A refractometer measures sugar in liquid, so it will be able to tell me my gravity during the sparge/boil, as well as the OG (it can get close with the gravities during fermentation, but the alcohol throws off the results a bit). It uses a small pipette to remove the sample, so it doesn’t use (potentially waste) as much liquid as taking a hydrometer reading. And its design allows you to measure the gravity of hot liquids, which a (standard) hydrometer simply cannot do, as they’re typically calibrated for 60 or 68 deg F.
The plan is to brew 5 gallons of Milk Stout (new recipe) this Sunday, and 10 gallons of an Amber Ale that we’ve already brewed once and enjoyed. It will be even more fun with these new toys
The Unrepentant Individual linked with Per Request - Equipment Test Report
January 1, 2008
First, a few days before Christmas, we finally bottled some beer! 20 gallons went into bottles – 5 gallons of Belgian Lighthouse Ale, 5 gallons of a Rye Pale Ale, and 10 gallons of IPA. I’ll have tasting notes soon, but first let me tell you how much more relieved I am to have all these beers (well, only the row of cases next to me, the other row is my brother-in-law’s) sitting in my hall closet rather than sitting in fermenters.
I’ll have tasting notes on the RyePA and IPA soon. The rye so far tastes great, but the IPA isn’t quite what I expected, and thus I’m still trying to figure out why.
After Christmas, I went on a nice little family vacation with my wife and Wyatt, and my in-laws. We went up to Napa, and I managed to convince them to make a stop at the Russian River Brewing Company in Santa Rosa during the day that we toured Sonoma County.
This actually was a favorite stop for a few people, who have more “simple” taste in food, and weren’t huge fans of the gourmet dinners we had in the evening. The food was excellent. I had a Calzone, my father-in-law had a meatball sandwich, and I think everyone else had pizza. Everyone walked away satisfied. And I stumbled away with a nice buzz, because I finished off the below:
That’s two ounce tasters of 11 different Russian River beers. Six of these are american styles, and five are Belgian. For one of the top breweries in the USA, it did not disappoint me. I have only one nit-pick about any of their brews, and it is that their Blonde ale doesn’t seem to be anything approaching the BJCP style of an American Blonde Ale. It was over-hopped for a Blonde. In all honesty, I think there may have been a problem with a single, because they advertise the beer as 20 IBU, and it seems to be much higher than that.

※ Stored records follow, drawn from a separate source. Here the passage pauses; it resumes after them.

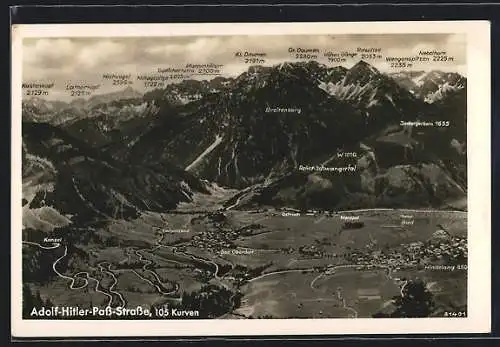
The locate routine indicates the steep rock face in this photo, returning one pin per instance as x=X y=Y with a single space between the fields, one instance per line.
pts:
x=87 y=185
x=273 y=119
x=256 y=130
x=59 y=113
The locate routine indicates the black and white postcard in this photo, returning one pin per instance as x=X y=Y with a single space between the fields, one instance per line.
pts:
x=250 y=179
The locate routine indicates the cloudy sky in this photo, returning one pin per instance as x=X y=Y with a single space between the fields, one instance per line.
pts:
x=86 y=59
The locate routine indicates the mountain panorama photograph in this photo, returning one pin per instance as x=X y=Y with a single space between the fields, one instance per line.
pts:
x=244 y=177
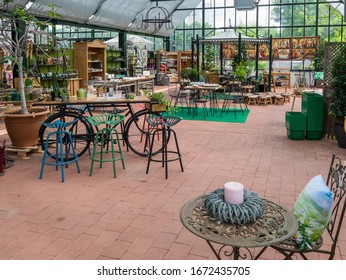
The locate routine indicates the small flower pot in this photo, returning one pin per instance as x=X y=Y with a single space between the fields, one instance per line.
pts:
x=153 y=107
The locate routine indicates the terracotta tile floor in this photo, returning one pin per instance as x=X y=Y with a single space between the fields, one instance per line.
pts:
x=136 y=216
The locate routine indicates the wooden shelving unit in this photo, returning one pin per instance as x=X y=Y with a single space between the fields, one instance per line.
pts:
x=116 y=62
x=90 y=60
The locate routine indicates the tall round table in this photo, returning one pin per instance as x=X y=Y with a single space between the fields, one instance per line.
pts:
x=275 y=225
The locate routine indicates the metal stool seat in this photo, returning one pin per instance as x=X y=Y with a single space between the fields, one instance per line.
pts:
x=116 y=111
x=104 y=140
x=162 y=125
x=63 y=139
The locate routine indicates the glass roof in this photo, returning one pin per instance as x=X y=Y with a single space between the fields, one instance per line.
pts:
x=118 y=14
x=338 y=6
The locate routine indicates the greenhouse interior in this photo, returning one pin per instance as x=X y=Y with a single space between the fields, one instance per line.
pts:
x=172 y=130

Everything else, though, was amazing. I was the only person at the table who enjoyed the sour beers, but then I was the only one who had ever been exposed to such a creation. And I tried to order a growler of Perdition, their “Biere de Sonoma”, but they were out of growlers. So I picked up a couple bottles of Salvation, their Belgian Strong Dark Ale.
I’ll pass along more pictures of the vacation & Wyatt, more tasting notes of the bottled beer, and I’m going to try to increase my posting frequency, as I’ve neglected blogging since Wyatt was born.